Expert près la Cour d’appel de RENNES, estimations immobilières

Lexique

Expertise amiable conjointe

Expertise en évaluation immobilière demandée ensemble par deux parties ou plus, qui choisissent l'expert, assistent aux opérations et reçoivent le même rapport, sans intervention du juge.

Aussi appelé : expertise contradictoire amiable, expertise à la demande conjointe.

Une expertise amiable conjointe est une expertise que deux parties, ou davantage, commandent ensemble : héritiers qui doivent partager, époux qui divorcent, associés qui se séparent, bailleur et preneur qui renouvellent un bail, propriétaire et voisin qui veulent régler un différend sans procès. Elles choisissent l’expert d’un commun accord, signent le même contrat d’expertise, sont convoquées à la visite, peuvent présenter leurs observations et reçoivent le même rapport. Rien ne se fait dans le dos de l’une d’elles.

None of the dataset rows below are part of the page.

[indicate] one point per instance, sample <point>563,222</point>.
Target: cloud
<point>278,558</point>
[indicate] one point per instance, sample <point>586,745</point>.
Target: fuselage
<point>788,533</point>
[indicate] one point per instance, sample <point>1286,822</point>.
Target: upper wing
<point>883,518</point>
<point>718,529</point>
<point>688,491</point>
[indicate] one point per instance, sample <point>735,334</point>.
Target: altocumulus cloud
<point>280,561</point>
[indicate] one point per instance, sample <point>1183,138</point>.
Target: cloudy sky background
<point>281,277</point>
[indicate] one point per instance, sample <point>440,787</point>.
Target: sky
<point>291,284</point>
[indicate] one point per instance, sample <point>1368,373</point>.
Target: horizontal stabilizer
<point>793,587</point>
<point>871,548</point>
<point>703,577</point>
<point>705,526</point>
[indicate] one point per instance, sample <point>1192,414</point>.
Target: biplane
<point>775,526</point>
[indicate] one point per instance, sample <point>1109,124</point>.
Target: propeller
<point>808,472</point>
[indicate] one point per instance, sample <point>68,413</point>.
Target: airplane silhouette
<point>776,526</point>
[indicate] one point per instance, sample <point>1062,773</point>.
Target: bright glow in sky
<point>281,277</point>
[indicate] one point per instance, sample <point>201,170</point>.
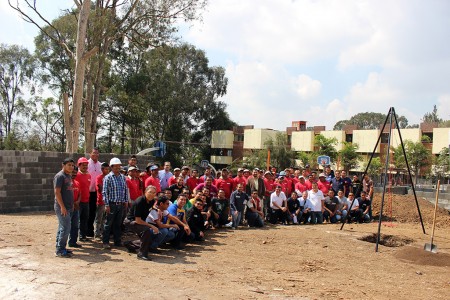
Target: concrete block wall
<point>26,178</point>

Ce format se distingue de l’expertise amiable unilatérale, commandée par une seule partie, et de l’expertise judiciaire, ordonnée par le juge. Il est souvent plus rapide et moins coûteux que cette dernière, tout en offrant un rapport que les deux parties peuvent accepter, et que le juge peut utiliser si l’accord échoue.

D’où vient la règle

La Charte de l’expertise en évaluation immobilière (Titre I, § 1.1) distingue trois cas de figure : l’expertise amiable unilatérale, dont seul le client est informé ; l’expertise amiable conjointe, demandée conjointement par deux parties ou plus ; l’expertise judiciaire, demandée par un magistrat. Le contrat d’expertise (Titre II, § 9.1) identifie les donneurs d’ordre, la finalité et les conditions de diffusion du rapport.

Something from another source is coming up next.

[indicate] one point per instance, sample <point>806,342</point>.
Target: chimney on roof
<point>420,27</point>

Sur le plan probatoire, la Cour de cassation juge depuis un arrêt de chambre mixte du 28 septembre 2012 (n° 11-18.710) que le juge ne peut se fonder exclusivement sur une expertise réalisée à la demande d’une seule partie. Une expertise conjointe, à laquelle les deux parties ont participé, échappe à cette limite dans les conditions précisées par des arrêts de 2025 et 2026 commentés sur ce site.

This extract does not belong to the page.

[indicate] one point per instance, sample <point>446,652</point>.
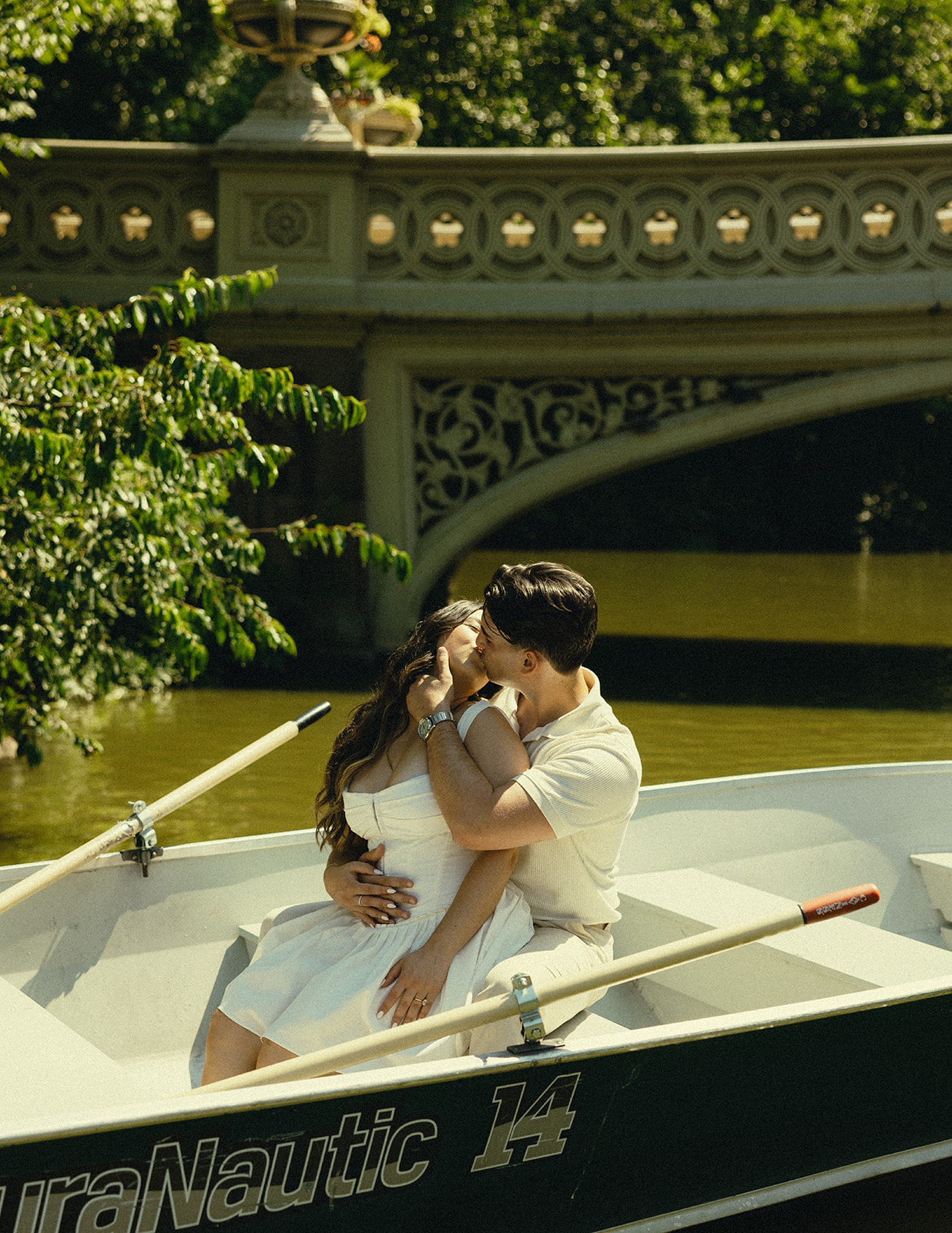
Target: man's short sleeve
<point>584,784</point>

Dans un rapport d’expertise

Le rapport mentionne l’identité de tous les donneurs d’ordre, la date et les participants de la visite, les pièces communiquées par chacun et les observations reçues. L’expert applique la même méthode que dans toute expertise : définition de la valeur, références vérifiables, calcul motivé. Il ne recherche pas un chiffre médian entre les attentes des parties, mais la valeur. Le contrat prévoit qui reçoit le rapport et si les parties s’engagent à en retenir la conclusion, auquel cas l’expert agit aussi comme tiers évaluateur.

Exemple

Trois frères et sœurs héritent d’une maison et de deux terrains à PONT-L’ABBÉ. L’un veut conserver la maison, les autres souhaitent une soulte juste. Ils commandent ensemble une expertise ; l’expert visite en présence des trois, reçoit les diagnostics et le plan de bornage, et conclut à 265 000 € pour la maison et 48 000 € pour les terrains. Le notaire rédige le partage sur ces bases. Le coût, partagé en trois, représente quelques heures de travail au tarif horaire, contre plusieurs mois et une consignation pour une expertise judiciaire.

À ne pas confondre avec

L’expertise judiciaire, seule à bénéficier des pouvoirs conférés par le juge, et l’expertise unilatérale « contradictoire », où une partie convoque l’autre à la visite sans que celle-ci ait choisi l’expert ni signé le contrat.